Truck Runs Over Deckhand

Truck Runs Over Deckhand Revised Illustration


On a fall morning in the southeastern U.S., an operator finished loading wood onto a tractor-trailer and signaled the truck driver to pull forward. Three crew members (loader operator, truck driver, and deckhand) were involved in loading-related operations. To prevent overweight loads, the crew was using in-woods scales to inform the operator as trailers were loaded. The scales require batteries that must be replaced or maintained as needed.

Personal Characteristics

Both the loader operator and the truck driver had over 20 years of logging work experience. The deckhand had approximately seven years of logging experience.

Unsafe Acts and Conditions

The deckhand was trying to hook up a battery to the log scale. He did not inform anyone on the crew what he was doing and positioned himself on the far side of the truck and trailer in a high-risk zone, out of the line of sight of the loader operator. The loader operator and the truck driver were not aware that he was there before the loader operator gave the all-clear signal to the driver to pull forward.


As he pulled forward, the driver felt a bump and thought he had run over a piece of wood. He immediately looked around and asked where the deckhand was located. The loader operator scanned the area and saw the deckhand’s legs under the truck. The loader operator and truck driver quickly checked on the deckhand who was found between the wheels on the tandem axle on the passenger side of the truck.


The deckhand had been run over. The crew called 911 and administered first aid, but the deckhand never regained consciousness and died at the scene.

Recommendations for Correction

  • Deckhands and other ground workers should always stay clear of working equipment, suspended or moving logs, and log trailers being loaded and moved.
  • Deckhands and other ground workers should use proper communication such that all operators and drivers are aware of their presence while performing a task.
  • Ground workers should only be present within the log deck’s high-risk zone after the loader operator’s visual consent.
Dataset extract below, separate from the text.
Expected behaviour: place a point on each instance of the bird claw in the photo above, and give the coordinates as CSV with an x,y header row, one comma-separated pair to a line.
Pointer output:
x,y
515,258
Before granting consent, loader movement should cease (grapple/forks on the ground) and continue only when ground workers are confirmed out of the high-risk zone.
  • The loader operator is responsible for safe loading/unloading and the safety of the truck driver as well as other workers on the log deck. If the operator loses sight of anyone around the deck, he/she should immediately cease operations until visual contact is made, and they are out of the high-risk zone.
  • Truck drivers should always remain in a safe area and be accounted for by the loader operator. Safe areas may include outside and well forward of the cab, on the same side of the truck as the loader, and in clear sight of the operator.
  • All on-the-ground workers should wear all the required PPE, including hardhats and highly reflective safety vests or clothes.